In this guide we have shown how to use OpenACC to transition a simple C example from running on the CPU to running the main calculations on GPU. We have detailed how such code can be used, compiled and run on Saga. And, we have introduced Nsight and how it can be used to profile and guide OpenACC transitions.

Tips

Do not expect miracles! Translating a large code base to run on GPU is a large undertaking and should not be taken lightly. Just getting a large code base to run on GPU and having almost the same performance as the CPU code is extremely good! Optimizing for GPUs require time and patience.
Always start with the kernels directive and study the compiler output. This should guide your next steps.
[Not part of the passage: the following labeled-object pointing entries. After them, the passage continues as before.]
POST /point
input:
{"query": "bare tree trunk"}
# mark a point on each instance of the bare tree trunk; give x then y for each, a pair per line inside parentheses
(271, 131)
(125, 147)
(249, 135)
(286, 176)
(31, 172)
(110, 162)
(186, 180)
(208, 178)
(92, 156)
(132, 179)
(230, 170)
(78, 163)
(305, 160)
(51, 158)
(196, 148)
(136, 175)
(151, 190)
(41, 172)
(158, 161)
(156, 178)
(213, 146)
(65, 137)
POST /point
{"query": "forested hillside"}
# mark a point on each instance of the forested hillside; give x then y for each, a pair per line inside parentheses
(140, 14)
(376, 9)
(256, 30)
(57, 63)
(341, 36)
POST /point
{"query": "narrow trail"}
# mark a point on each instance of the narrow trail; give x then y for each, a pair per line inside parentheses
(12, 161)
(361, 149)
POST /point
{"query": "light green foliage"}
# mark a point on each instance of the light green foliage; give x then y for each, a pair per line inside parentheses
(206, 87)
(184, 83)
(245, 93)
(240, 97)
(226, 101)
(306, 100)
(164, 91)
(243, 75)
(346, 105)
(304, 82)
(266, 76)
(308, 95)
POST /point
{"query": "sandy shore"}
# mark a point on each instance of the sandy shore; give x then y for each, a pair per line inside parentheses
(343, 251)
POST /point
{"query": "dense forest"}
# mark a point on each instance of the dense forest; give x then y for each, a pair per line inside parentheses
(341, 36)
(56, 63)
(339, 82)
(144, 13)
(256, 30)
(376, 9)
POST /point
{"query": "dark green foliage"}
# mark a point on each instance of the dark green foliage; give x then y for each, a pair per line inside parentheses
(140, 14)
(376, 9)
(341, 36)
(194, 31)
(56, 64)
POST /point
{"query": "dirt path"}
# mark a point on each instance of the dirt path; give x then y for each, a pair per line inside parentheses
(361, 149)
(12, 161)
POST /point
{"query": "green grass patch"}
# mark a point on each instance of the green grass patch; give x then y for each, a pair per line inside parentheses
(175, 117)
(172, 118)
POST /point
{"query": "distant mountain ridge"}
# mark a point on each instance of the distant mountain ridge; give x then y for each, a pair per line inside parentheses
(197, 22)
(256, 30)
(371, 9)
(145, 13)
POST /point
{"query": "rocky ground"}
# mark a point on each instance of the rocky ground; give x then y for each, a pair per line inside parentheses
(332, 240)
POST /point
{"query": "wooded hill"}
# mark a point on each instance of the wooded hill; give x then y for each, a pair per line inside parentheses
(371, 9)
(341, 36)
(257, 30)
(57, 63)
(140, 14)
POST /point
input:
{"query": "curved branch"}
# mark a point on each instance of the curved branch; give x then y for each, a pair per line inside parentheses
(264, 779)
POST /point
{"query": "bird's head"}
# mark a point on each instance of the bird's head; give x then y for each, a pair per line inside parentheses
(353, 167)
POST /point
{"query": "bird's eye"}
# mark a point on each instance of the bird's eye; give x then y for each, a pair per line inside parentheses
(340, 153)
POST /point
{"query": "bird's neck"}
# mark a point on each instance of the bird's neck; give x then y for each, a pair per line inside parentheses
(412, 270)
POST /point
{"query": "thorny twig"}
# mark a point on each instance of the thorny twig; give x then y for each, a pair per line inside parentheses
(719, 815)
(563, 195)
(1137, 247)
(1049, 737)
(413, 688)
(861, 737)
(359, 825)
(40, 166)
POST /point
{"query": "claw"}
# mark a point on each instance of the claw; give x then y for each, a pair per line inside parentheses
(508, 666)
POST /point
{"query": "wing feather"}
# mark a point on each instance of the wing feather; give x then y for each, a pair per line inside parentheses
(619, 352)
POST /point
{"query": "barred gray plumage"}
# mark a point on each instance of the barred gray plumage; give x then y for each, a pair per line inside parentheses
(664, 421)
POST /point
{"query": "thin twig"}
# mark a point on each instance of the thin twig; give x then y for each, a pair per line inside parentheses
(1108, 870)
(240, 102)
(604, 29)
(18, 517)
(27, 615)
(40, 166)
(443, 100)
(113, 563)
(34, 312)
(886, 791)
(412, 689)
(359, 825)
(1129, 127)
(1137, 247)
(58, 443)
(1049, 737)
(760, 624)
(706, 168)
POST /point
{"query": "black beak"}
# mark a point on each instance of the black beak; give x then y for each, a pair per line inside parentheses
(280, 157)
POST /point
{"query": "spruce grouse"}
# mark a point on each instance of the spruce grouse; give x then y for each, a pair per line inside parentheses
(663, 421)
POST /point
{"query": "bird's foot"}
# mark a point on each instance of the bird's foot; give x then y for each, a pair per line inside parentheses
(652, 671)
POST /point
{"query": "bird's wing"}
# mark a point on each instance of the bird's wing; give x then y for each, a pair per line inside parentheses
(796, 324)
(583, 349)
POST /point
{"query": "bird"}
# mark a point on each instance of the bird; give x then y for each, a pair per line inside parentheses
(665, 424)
The information outputted by the compile will usually tell you if the scope of the directive can be run effectively on GPU and if you should take some steps to rewrite parts of the code.
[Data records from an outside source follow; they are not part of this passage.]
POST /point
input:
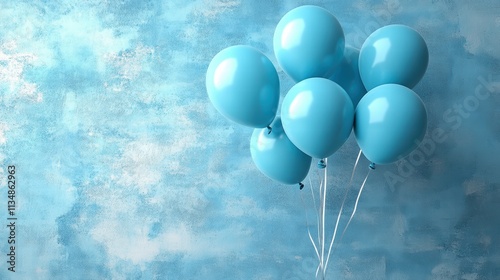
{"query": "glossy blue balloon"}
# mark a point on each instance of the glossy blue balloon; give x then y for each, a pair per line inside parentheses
(390, 122)
(276, 157)
(308, 42)
(317, 116)
(243, 86)
(393, 54)
(347, 75)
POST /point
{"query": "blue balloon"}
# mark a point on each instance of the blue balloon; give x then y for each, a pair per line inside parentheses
(243, 86)
(308, 42)
(393, 54)
(276, 157)
(390, 122)
(317, 116)
(347, 75)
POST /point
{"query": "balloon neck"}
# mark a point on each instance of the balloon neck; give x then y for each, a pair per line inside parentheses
(322, 164)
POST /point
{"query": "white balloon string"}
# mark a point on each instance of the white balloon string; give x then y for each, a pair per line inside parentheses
(315, 207)
(307, 224)
(340, 211)
(323, 218)
(356, 204)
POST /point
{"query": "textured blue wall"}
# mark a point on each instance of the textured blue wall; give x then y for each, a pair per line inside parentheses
(124, 170)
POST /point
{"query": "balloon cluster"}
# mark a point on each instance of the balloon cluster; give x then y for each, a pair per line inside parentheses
(338, 89)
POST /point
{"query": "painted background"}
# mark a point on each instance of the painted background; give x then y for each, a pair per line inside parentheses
(124, 170)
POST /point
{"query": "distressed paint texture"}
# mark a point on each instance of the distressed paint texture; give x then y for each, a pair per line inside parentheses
(126, 171)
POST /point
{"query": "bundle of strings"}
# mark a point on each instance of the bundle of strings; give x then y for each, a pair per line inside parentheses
(319, 248)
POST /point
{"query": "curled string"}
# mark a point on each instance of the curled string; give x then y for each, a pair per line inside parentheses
(340, 211)
(307, 224)
(315, 207)
(323, 205)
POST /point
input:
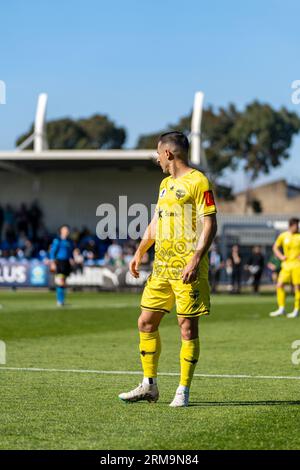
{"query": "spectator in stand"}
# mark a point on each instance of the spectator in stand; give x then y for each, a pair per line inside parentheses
(235, 260)
(9, 217)
(91, 253)
(22, 219)
(75, 236)
(114, 254)
(35, 216)
(78, 260)
(274, 267)
(1, 221)
(255, 266)
(215, 266)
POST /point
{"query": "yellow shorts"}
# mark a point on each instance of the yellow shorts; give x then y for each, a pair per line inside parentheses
(289, 276)
(192, 300)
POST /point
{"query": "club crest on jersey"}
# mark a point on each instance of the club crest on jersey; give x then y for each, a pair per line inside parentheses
(180, 193)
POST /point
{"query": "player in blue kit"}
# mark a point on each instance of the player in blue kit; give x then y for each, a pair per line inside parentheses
(61, 256)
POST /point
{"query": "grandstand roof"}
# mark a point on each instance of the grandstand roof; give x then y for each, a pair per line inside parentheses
(28, 160)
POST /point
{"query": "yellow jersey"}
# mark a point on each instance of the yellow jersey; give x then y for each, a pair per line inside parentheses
(290, 244)
(182, 203)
Compiler output like Loop carried dependence of <name> prevents parallelization and Loop carried backward dependence of <name> prevents vectorization are clear indications that the compiler is not able to automatically translate the code and a rewrite might be necessary.
Data movement is paramount. If you know some data is only needed to read from use copyin, copyout if it is only written to, present can be nice if you know the data should already be present on the GPU and copy ensures that the program functions as expected. OpenACC has several directive that can be used to perform data management and some are even scoped for the entire program.
Be structured in your approach. Only translate one scope at a time. This ensures that you can focus on a small area and get less compiler output to study. Profiling between each round may not be necessary, but it can be valuable to know what is happening.

Fortran

As mentioned in the beginning of this document, OpenACC also supports Fortran. Directives in Fortran can be added in a similar fashion to OpenMP directives, with !$acc instead of !$OMP. Below is an example of matrix multiplication with the !$acc kernels directive.

program mxm
  integer, parameter :: r8  = selected_real_kind(p=15,r=307)
  parameter(N=4000)
  real(r8) a(N,N), b(N,N) , c(N,N), temp
  integer i, j, l, c1, c2

  call random_number(a)
  call random_number(b)

  call system_clock(count=c1)
  
!$acc kernels                                                                  
  do j = 1,N
     do l = 1,N
       do i = 1,N
         c(i,j) = c(i,j) + a(i,l)*b(l,j)
       enddo
     enddo
  enddo
!$acc end kernels                                                               
  call system_clock(count=c2)

  write(*,*) "Calc time : ",(c2-c1)/1e6," secs"
  write(*,*) c(1,1), c(N,N), sum(c)
end program mxm

mxm.f90

On Saga, load the NVHPC/20.7 module and compile with nvfortran as follows:

$ module load NVHPC/20.7
$ nvfortran -o mxm -fast -acc -gpu=cc60 -Minfo=accel mxm.f90

To run the program on Saga with GPUs use:

$ srun --account=<your project number> --time=02:00 --mem-per-cpu=512M --partition=accel --gpus=1 ./mxm

This program is as close to the best case scenario possible for accelerators and, on Saga, gives a speedup of 24x compared to a single CPU core.

Flags	Run time	Speedup
`-fast` (single CPU core)	48.9 seconds	1 x
`-fast -acc -gpu=cc60`	2.0 seconds	24 x

You can profile Fortran programs in the same way you would for C/C++, using nsys profile and the flag -t cuda,openacc.